Forse per la prima volta, si è fatto davvero sistema: la manifestazione, coordinata dai Laboratori Nazionale del Gran Sasso in partnership con l'Università degli Studi dell'Aquila e il Gran Sasso Science Institute ha portato in strada studenti, direttori di dipartimento, filosofi, scienziati, medici, ingegneri, fisici, professori ordinari, ricercatori precari, informatici, medievalisti, studenti Erasmus, archeologi, studenti delle scuole superiori con i loro insegnanti, tecnici, amministrativi e amministratori, compagnie teatrali e psichiatri. La vera ricchezza della città, su cui costruire il futuro.
"Non ci aspettavamo un tale successo", confida la Rettrice dell'Università dell'Aquila, Paola Inverardi. "Mi ha colpito la quantità di persone che hanno attraversato il centro storico e, in particolare, il livello di partecipazione alle tantissime iniziative che abbiamo organizzato. Mi ha davvero commosso".
La Notte dei Ricercatori esiste da tempo, ricorda Inverardi, "a L'Aquila però, ha assunto una valenza maggiore perché era nostra intenzione renderci finalmente visibili alla città, il più possibile, rendere manifesto quel fermento culturale che c'è, seppure un pò nascosto. Se l'interesse per la cultura, per la ricerca, per la scienza, non fosse stato nelle corde di questo territorio, nella sua storia, direi nel suo codice genetico, non avremmo avuto tante iniziative e un livello di partecipazione così diffuso e per nulla elitario. Abbiamo toccato con mano, seppur per una notte, il futuro della città per come lo stiamo immaginando, nel segno della innovazione, della ricerca, dello spirito critico. Esiste e c'è, basta saperlo cogliere".
E' la sfida che la città dovrà vincere, per ri-costruirsi. "Stiamo già lavorando per dare continuità alla notte di venerdì", sottolinea la Rettrice. "L'occasione formale è stata fornita dalla partecipazione al bando europeo che abbiamo vinto e che ha permesso all'Aquila, con Perugia, Ancona e altre 300 città europee, di avere i fondi per organizzare la Notte europea dei ricercatori, un progetto di due anni che prevede un altro appuntamento nel 2015. Ora, l'obiettivo è capire come arrivare all'anno prossimo senza dissipare il patrimonio che ci ha lasciato questa prima edizione. E magari, immaginare un futuro per la manifestazione al di là del finanziamento che abbiamo ottenuto. L'idea è di rendere evidenti le tante iniziative presentate a Sharper durante tutto l'anno, con una cadenza bimestrale o magari mensile: d'altra parte, gli eventi erano talmente tanti che in pochi hanno potuto viverli tutti".

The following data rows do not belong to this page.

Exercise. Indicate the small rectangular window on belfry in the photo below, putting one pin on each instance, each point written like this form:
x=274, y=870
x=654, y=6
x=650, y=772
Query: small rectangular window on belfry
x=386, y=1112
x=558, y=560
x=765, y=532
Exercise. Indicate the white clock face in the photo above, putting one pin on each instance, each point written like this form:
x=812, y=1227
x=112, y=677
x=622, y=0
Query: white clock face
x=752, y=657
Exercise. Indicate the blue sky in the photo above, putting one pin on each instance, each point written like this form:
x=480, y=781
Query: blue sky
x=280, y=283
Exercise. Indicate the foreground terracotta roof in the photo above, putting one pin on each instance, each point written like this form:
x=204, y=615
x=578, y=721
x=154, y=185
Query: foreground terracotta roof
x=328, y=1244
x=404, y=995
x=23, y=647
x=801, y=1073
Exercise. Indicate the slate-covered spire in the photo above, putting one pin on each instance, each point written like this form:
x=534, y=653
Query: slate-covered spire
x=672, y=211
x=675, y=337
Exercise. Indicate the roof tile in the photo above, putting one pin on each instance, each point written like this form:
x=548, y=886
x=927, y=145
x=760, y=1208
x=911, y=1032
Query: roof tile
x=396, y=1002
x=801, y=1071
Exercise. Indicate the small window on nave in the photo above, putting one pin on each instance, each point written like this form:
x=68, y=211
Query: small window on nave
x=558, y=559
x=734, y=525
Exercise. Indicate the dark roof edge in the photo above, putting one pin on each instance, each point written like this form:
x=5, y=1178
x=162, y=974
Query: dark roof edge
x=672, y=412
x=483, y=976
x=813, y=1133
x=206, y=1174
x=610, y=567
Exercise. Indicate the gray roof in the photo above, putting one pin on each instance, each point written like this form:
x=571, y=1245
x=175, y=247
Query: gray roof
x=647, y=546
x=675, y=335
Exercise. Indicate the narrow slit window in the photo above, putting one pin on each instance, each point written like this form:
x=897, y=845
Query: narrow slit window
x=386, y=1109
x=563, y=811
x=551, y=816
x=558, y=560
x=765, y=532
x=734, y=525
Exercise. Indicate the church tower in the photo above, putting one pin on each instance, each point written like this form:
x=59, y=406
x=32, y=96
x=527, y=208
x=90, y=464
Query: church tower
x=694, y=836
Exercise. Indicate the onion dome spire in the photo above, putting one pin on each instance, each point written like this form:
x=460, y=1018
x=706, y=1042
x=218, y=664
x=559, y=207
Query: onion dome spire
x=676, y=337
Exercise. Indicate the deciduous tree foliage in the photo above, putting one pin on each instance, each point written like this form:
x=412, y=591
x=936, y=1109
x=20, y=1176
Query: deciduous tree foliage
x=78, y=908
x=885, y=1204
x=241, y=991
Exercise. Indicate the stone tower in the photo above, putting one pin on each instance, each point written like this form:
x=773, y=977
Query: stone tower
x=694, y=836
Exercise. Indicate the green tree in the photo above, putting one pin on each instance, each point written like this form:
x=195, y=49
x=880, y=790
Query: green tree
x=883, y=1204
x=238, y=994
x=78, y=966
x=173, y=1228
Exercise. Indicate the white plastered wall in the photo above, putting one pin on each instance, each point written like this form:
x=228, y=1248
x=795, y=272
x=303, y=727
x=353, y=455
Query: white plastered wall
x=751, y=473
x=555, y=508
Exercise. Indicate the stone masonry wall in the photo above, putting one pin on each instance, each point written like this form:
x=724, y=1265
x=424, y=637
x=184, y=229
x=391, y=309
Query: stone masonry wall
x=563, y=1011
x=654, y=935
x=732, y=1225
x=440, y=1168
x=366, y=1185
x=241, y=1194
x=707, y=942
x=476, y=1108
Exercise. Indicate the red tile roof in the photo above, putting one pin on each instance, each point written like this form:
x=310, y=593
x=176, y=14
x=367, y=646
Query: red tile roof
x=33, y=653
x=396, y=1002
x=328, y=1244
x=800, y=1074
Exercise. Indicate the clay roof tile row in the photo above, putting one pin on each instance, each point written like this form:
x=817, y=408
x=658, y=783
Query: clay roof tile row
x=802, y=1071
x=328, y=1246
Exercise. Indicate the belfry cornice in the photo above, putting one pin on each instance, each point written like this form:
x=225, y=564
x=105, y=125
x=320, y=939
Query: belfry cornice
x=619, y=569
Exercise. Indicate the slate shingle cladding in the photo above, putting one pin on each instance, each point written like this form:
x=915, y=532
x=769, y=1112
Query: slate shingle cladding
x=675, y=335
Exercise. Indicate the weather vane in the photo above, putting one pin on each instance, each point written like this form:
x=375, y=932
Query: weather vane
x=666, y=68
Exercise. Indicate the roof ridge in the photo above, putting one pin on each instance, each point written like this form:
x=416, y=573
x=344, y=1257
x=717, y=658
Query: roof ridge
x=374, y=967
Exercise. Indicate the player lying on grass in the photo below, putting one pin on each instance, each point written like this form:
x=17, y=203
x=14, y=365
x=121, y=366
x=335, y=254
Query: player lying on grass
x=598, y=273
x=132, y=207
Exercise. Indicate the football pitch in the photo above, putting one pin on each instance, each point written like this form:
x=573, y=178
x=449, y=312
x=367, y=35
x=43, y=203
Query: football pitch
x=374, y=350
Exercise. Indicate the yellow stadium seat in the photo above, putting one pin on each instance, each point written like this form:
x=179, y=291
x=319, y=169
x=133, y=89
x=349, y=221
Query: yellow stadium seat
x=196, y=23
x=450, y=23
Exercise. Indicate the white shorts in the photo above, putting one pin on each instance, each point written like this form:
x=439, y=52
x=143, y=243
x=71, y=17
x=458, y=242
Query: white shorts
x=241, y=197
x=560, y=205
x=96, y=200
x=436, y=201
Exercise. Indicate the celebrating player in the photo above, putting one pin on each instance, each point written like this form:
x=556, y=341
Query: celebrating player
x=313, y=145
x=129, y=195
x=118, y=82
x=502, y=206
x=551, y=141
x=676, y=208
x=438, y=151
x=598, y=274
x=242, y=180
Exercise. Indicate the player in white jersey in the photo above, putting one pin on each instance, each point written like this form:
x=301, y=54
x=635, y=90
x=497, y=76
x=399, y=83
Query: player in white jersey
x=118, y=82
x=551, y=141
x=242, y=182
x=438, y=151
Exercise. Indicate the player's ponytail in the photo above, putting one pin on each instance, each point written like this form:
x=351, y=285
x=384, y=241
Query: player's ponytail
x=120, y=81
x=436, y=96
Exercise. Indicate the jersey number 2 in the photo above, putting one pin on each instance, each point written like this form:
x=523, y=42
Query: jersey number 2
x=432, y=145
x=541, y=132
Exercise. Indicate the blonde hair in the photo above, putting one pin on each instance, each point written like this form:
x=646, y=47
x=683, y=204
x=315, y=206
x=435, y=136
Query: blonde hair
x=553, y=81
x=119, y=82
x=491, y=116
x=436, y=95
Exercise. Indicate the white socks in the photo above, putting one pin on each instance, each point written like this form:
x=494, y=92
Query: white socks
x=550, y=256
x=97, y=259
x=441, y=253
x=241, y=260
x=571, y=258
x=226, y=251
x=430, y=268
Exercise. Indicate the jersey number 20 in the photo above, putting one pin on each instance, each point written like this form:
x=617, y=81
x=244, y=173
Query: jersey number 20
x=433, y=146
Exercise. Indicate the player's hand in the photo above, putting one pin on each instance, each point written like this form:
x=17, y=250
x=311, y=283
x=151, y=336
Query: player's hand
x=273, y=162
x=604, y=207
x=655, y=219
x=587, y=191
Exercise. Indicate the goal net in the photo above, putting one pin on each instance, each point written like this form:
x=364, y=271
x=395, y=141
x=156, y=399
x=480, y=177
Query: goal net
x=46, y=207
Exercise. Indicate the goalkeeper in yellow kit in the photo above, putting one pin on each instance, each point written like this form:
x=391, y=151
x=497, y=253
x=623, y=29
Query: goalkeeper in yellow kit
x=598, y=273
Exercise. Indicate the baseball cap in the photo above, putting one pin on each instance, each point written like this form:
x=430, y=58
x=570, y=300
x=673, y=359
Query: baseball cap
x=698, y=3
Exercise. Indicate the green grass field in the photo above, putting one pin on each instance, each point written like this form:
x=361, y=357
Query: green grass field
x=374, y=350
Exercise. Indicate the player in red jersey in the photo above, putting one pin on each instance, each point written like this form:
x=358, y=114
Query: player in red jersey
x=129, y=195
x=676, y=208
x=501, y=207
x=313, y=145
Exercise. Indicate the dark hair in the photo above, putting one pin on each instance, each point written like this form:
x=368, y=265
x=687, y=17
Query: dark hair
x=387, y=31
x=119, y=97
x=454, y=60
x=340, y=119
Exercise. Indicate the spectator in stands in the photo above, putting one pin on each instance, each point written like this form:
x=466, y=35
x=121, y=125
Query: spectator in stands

Così, l'Università - a sistema con il Gssi, il Laboratorio nazionale del Gran Sasso e i centri di ricerca - intende riallacciare i rapporti con la città. "Siamo parte del tessuto cittadino - rivendica Inverardi - eppure c'è una divisione, una cesura quasi, tra centri di ricerca e città che deve farci riflettere: forse, in passato non siamo stati capaci di essere presenti come Istituzione nei processi che interessavano la comunità. Lo siamo stati come singoli, mai però come Università. E' l'accusa che ci è stata rivolta spesso dopo il terremoto: siamo stati poco attivi nel dibattito pubblico. Evidentemente, dobbiamo recuperare. Anche perché, come dimostrato dalla Notte dei Ricercatori, nella realtà dei fatti questa cesura non esiste affatto".
Non solo. L'Univaq intende rendersi visibile anche ai giovani, aquilani e non, che dovranno scegliere quale ateneo frequentare per i loro studi universitari: "Ci presentiamo, ci mettiamo in campo - anche se in modo divulgativo - come sistema che guarda al suo valore", spiega Inverardi. Che poi auspica una maggiore collaborazione con le Istituzioni: "Ci hanno aiutato e sostenuto moltissimo: senza l'aiuto del Comune dell'Aquila, non avremmo potuto fare nulla. Dunque, potremmo pensare di fare più cose insieme, che abbiano a che fare magari con temi più 'cittadini'. Per esempio, si potrebbe immaginare di mettere a disposizione della città, in modo divulgativo, le moltissime competenze dell'Università nei processi di ricostruzione che stanno interessando L'Aquila".